I will tell you once you have real success with plants you'll honestly start thinking about the plants' needs before some of your fish lol. 

The key for having success is 3 main things light, nutrients, filtration. The main being lights, you have to get the proper spectrum buulb or you'll have the most trouble. 6500k-10000k is most optimal for plants, just depends how blue you like your light. Many Japanese aquascapers like 10000k i prefer 6500k-8000k. Their are many fixtures on the market easiest would be the spiral cfl if that's what your tank takes. LEDs are becoming better and cheaper so this is a very good option but you may need an open top tank or get glass cut, to me I like being able to look from the top of my tank down without obstruction. Finnex is a very popular brand that many people seem to love on other forums. The planted+ may be too much light depending on the tank and height of the fixture to the substrate. 

Depending on plants you might need ferts. Many routes to take but you just need to know one thing macros and micros. Your NPK or nitrogen phosphorous, and potassium are the main things most plants need to grow, now it isn't the only nutrient. Micros are all the trace minerals that don't need to be abundant but the plants need it to grow properly. This includes iron, magnesium, calcium, zinc and many other things. Flourish is pretty much only micros there is not enough NPK to sustain many plants. If you have anubias, java fern, or moss this might be all you need. Either the Seachem flourish nutrients or dry ferts is the most popular. Also if you're interested in getting crazy amounts of growth dm me and Ill let you know how in detail. The hint is you may get a lil dirty lol.

And last you need adequate flow to let the nutrients flow around the tank so all plants have access. (most plants comes from stream or lakes that have currents. With bettas this is a little contrary which is why I love plakats lol. Just have okay flow without blowing around your betta. I eventually got my plakats(short finned betta) to enjoy a higher flow rate because the lack of long fins meant he could actually swim without sail like fins blowing him around ahaha.
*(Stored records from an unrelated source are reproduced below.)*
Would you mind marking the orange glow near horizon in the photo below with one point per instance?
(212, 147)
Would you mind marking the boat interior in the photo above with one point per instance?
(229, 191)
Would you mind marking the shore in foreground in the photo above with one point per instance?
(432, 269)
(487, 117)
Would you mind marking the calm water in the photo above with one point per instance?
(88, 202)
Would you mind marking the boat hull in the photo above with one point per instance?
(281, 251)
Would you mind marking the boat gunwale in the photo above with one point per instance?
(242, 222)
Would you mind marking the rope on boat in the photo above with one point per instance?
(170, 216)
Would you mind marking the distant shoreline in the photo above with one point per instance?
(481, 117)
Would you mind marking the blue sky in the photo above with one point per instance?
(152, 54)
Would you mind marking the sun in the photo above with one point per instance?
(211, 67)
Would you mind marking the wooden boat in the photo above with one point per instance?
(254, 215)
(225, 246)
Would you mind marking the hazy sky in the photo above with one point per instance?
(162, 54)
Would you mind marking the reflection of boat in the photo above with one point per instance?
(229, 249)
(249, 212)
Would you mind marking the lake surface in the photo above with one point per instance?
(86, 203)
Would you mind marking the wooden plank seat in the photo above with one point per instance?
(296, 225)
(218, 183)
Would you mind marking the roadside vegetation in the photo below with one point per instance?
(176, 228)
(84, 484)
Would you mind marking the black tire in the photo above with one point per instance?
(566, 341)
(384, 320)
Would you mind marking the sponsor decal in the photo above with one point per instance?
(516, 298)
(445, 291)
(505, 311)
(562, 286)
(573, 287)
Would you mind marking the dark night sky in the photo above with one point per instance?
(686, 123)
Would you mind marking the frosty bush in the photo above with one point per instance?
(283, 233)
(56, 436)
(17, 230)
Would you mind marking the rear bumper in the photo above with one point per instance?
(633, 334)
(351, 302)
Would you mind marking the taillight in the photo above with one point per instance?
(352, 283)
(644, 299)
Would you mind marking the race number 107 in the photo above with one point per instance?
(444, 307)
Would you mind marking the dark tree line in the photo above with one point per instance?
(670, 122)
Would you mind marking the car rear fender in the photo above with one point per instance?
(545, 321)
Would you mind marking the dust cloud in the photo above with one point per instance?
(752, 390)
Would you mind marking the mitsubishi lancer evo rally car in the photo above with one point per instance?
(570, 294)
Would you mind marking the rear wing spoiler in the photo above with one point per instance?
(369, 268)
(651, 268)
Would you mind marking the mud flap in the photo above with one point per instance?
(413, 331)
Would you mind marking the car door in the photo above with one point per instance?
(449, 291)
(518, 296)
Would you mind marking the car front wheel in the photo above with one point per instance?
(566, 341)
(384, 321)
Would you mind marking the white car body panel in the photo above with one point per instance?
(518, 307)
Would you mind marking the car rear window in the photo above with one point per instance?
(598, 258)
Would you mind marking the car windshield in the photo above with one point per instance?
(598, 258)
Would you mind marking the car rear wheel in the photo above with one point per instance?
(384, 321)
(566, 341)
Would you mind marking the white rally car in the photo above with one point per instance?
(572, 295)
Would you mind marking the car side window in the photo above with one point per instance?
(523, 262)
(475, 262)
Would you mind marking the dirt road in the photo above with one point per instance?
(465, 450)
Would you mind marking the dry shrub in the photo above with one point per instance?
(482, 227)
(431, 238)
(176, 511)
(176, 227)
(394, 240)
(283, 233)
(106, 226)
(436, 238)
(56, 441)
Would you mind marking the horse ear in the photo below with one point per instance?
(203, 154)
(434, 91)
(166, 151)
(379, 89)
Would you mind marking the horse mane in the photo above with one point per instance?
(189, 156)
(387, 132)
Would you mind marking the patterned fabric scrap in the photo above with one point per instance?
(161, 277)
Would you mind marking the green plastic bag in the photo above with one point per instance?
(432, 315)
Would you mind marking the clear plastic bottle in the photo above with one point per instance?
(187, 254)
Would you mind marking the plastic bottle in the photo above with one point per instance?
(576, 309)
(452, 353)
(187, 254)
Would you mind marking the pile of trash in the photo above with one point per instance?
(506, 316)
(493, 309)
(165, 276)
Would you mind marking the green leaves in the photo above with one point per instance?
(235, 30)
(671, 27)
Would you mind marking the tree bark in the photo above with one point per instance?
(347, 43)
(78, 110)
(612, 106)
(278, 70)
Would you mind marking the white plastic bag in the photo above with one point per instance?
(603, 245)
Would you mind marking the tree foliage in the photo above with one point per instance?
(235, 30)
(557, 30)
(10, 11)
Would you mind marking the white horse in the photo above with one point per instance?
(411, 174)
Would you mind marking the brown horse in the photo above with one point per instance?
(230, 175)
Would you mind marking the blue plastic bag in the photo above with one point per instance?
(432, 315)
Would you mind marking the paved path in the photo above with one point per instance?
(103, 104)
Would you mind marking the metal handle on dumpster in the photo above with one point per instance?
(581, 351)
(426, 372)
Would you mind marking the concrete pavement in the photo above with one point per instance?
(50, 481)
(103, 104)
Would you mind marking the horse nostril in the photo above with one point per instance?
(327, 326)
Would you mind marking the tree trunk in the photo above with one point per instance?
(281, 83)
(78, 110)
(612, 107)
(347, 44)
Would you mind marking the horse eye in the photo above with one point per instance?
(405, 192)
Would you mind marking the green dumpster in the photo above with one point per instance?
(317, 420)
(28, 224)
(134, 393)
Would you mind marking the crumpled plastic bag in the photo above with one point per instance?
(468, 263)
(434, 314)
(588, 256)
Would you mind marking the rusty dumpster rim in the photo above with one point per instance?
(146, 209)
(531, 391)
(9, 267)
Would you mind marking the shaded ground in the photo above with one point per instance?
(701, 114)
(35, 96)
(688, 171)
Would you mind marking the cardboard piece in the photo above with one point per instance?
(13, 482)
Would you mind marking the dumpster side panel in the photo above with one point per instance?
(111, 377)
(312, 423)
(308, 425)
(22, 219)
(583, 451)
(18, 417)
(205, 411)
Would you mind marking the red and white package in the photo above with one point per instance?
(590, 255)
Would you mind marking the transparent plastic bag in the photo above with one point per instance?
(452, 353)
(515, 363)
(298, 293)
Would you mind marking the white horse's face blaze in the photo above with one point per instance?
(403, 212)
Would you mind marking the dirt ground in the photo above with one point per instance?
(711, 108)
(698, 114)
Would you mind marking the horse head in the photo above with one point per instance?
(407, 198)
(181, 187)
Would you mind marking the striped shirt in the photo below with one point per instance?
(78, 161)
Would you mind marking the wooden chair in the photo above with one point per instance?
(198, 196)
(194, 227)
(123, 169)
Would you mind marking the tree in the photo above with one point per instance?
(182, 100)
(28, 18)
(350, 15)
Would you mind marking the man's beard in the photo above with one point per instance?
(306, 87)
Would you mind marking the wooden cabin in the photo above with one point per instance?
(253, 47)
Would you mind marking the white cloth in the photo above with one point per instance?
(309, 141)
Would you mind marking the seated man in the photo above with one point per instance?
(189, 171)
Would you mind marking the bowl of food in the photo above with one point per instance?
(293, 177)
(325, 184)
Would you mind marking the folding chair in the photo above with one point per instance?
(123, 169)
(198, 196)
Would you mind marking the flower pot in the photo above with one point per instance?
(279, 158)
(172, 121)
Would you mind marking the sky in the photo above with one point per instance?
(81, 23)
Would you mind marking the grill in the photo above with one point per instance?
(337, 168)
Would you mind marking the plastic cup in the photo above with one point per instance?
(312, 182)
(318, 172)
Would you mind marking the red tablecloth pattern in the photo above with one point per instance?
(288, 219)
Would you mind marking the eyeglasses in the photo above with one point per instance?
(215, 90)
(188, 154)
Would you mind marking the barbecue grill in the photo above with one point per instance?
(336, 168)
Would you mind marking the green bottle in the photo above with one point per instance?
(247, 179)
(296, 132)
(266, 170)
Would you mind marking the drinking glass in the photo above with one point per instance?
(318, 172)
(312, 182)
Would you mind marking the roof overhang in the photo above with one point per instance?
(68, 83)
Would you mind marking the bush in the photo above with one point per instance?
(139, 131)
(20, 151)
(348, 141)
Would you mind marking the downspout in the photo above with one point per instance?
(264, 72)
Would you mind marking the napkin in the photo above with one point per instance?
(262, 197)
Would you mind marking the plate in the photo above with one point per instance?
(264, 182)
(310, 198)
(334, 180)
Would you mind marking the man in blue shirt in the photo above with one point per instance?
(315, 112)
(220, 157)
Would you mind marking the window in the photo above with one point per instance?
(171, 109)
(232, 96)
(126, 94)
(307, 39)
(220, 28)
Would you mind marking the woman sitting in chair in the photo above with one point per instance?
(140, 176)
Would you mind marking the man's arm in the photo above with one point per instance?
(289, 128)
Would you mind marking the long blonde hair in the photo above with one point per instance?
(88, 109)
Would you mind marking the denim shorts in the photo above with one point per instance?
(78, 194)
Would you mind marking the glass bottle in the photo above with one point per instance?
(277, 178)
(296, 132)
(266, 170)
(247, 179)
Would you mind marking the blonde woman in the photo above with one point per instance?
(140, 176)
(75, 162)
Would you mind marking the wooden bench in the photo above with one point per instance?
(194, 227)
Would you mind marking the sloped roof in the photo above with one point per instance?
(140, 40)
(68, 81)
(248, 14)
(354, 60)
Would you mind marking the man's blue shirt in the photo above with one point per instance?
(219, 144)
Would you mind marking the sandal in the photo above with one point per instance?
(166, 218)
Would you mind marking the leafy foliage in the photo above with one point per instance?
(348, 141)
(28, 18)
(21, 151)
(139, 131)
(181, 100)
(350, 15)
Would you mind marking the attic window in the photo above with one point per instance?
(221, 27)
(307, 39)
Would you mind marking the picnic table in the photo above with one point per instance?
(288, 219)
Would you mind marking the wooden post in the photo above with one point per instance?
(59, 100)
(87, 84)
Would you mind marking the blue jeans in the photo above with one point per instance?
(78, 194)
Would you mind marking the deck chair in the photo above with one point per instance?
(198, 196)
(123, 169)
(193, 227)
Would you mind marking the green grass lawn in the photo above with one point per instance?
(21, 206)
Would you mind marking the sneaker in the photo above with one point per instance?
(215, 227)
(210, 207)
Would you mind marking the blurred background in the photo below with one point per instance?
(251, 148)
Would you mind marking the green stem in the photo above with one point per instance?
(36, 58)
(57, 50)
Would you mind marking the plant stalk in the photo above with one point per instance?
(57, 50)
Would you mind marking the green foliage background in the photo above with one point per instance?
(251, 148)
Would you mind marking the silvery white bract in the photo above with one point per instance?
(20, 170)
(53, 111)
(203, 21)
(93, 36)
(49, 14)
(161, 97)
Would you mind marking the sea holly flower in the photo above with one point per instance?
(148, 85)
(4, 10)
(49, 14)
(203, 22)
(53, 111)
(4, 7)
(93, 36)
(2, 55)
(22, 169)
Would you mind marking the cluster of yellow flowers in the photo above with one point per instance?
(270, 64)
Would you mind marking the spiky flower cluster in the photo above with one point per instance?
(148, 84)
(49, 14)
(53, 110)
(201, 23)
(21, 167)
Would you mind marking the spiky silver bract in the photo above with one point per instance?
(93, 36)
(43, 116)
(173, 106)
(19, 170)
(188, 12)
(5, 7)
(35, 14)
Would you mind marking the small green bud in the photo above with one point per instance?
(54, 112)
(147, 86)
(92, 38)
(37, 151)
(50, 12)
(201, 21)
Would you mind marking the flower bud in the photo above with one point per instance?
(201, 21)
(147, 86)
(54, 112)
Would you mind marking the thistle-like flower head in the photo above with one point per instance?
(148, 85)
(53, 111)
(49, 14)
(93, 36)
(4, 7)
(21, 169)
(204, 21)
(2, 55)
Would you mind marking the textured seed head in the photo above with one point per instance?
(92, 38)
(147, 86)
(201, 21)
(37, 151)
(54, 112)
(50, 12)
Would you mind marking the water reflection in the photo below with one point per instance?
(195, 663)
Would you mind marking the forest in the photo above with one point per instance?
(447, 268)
Let me know if you have any question. Tried to be as straightforward as possible without being vague so sorry for the essay lol


----------



## aqua hero (May 13, 2015)

kfryman said:


> I will tell you once you have real success with plants you'll honestly start thinking about the plants' needs before some of your fish lol.
> 
> The key for having success is 3 main things light, nutrients, filtration. The main being lights, you have to get the proper spectrum buulb or you'll have the most trouble. 6500k-10000k is most optimal for plants, just depends how blue you like your light. Many Japanese aquascapers like 10000k i prefer 6500k-8000k. Their are many fixtures on the market easiest would be the spiral cfl if that's what your tank takes. LEDs are becoming better and cheaper so this is a very good option but you may need an open top tank or get glass cut, to me I like being able to look from the top of my tank down without obstruction. Finnex is a very popular brand that many people seem to love on other forums. The planted+ may be too much light depending on the tank and height of the fixture to the substrate.
> 
> ...


i agree with everything you just said.


----------



## BlueSky99 (Aug 7, 2014)

For easy plants, I really like anubias and cryptocorynes. The only problem I've had with anubias is that since they're slow growers, they're more likely to get algae on the leaves, but that's doable for me. With crypts, IME I've had them either melt a lot or only have a couple stems turn yellow that you can just cut off. 
I also like wisteria and anacharis/elodea, but the wisteria only survived in one of my tanks (but is growing fine now) and I just got the anacharis a couple days ago.


----------



## dannifluff (Jul 5, 2015)

If you decide to try hornwort again, I recommend QTing it for a period, allowing it to shed, and then putting the nearly bare stalks in your tank. It will grow again. A lot of hornwort sheds when first going in a tank, but it does recover. Most plants have a die-back phase when getting used to new water conditions, and you just have to trim back any bits of melt and allow them to recover (only pull them if they turn to complete mush).

+1 on everything kfryman said. A good summary of the things to consider for a planted tank!


----------



## fishyfarmer (Oct 21, 2015)

Wow, you guys sure know a lot about this stuff!
I will keep reading!
Oh, about the duckweed,I got mine wild from a lake.
And yes, the fish may eat them.
I didn't say the fish couldn't kill them now did I?


----------



## Whippet44 (Sep 28, 2015)

Lol, good for you! Me being the failure I am, I couldn't even keep wisteria alive!


----------



## MadtownD (Aug 29, 2014)

Finnex Stingray works well for low light plants. Higher light often requires higher CO2, nutrients to keep algae under control.


----------